Seth Shostak and Ray Jayawardhana both discussed the recently launched Kepler mission which is uncovering a flood of planets, with 1235 possible candidates identified in the first year of operation alone. This is in comparison to the 500 planets that have previously been discovered in the last 15 years. This huge influx of data in such a short time indicates the vast number of planets there must be in our galaxy which suggests that it would be a miracle if we were the only life to have been created on any of them. Dr Shostak also added that S.E.T.I.'s current failure to find life should not be interpreted as an absence of extraterrestrial intelligence. Currently, S.E.T.I. has only searched a tiny patch of the sky and declaring the Universe baron of life based on such a survey would be the equivalent of searching a square kilometre of Africa and concluding there were no elephants on the continent.
On the other hand, even if life did evolve on another world, we might have a problem with timing. Robert J. Sawyer made the argument that while the human race has existed for a few thousand years, there is a much narrower window between the invention of radio (needed for communication with S.E.T.I.) and the creation of the atomic bomb. It could be that almost as soon as a life-form can communicate, it self-destructs. Dr Shostak counted this by stating that the invention of rockets would take place in the same time-frame to launch the bombs, which gave the possibility of members of the species leaving the destroyed planet behind them to colonise somewhere else. He suggested that, like cockroaches, a life-form such as humans would be impossible to fully wipe out.
So ... if you're not able to build a transmitter, S.E.T.I. consider you too stupid to be interesting. If you ARE able to build a transmitter, you are analogous to a cockroach. Everyone feeling good? Then I'll continue...
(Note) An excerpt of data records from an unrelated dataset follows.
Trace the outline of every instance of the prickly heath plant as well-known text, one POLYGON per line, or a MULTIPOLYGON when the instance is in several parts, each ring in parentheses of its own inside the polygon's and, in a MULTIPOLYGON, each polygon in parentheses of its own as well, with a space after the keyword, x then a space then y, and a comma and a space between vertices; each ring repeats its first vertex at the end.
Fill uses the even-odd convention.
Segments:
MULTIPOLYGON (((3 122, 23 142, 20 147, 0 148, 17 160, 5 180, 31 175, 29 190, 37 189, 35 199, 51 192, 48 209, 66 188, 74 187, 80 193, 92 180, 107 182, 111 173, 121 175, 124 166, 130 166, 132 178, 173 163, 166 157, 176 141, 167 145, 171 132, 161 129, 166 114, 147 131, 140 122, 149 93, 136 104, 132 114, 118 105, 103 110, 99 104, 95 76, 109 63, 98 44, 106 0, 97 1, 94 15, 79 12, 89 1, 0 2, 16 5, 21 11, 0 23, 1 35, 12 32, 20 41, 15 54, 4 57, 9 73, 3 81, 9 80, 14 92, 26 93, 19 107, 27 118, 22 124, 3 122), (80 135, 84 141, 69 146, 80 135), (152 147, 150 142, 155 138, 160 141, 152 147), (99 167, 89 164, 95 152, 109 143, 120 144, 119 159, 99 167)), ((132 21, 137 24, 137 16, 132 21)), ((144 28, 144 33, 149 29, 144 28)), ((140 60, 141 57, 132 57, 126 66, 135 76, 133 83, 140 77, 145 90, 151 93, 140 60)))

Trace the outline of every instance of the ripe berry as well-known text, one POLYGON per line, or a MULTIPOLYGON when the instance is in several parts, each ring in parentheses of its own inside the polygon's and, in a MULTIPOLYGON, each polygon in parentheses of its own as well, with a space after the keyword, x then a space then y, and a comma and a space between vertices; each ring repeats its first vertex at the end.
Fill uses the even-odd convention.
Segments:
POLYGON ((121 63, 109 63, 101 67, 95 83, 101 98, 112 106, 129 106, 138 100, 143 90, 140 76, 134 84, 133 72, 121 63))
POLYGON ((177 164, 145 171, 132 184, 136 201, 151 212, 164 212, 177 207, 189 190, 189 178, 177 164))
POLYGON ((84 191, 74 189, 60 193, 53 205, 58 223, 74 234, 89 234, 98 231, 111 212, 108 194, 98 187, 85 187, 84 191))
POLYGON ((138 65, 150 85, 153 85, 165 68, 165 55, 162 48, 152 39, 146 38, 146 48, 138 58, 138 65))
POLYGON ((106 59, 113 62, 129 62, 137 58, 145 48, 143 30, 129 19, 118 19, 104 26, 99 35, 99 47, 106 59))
Then there is the problem that if aliens were to appear, how would we react? Contrary to popular movies, it was deemed unlikely that such a discovery would cause rioting in the streets. For one, the signal would be coming from so far away that it isn't going to affect your ability to buy your morning coffee from Tim Hortons any time soon. Secondly, 1/3 - 1/5 of the population believe aliens are here already doing (and I quote Seth Shostak) "experiments your mother would not approve of", so a significant fraction of the world would not even be surprised.
Robert J. Sawyer suggested that it might be unhealthy for our own future to discover a more advanced life-form. If it could be shown that most life did survive their 'technological adolescence', then the human race might not strive as hard to solve its own problems, being content to let time take its course. Dr Shostak took this idea to a more personal level by saying that tenured professors might find it depressing to know all their scientific research had been solved a million years ago by this advanced alien race. Professor Jayawardhana, however, seemed to think this would save on having to publish more papers!
Finally, Robert J. Sawyer pointed out that S.E.T.I. did make one very big assumption:
That life, if it's out there, would be remotely interested in us.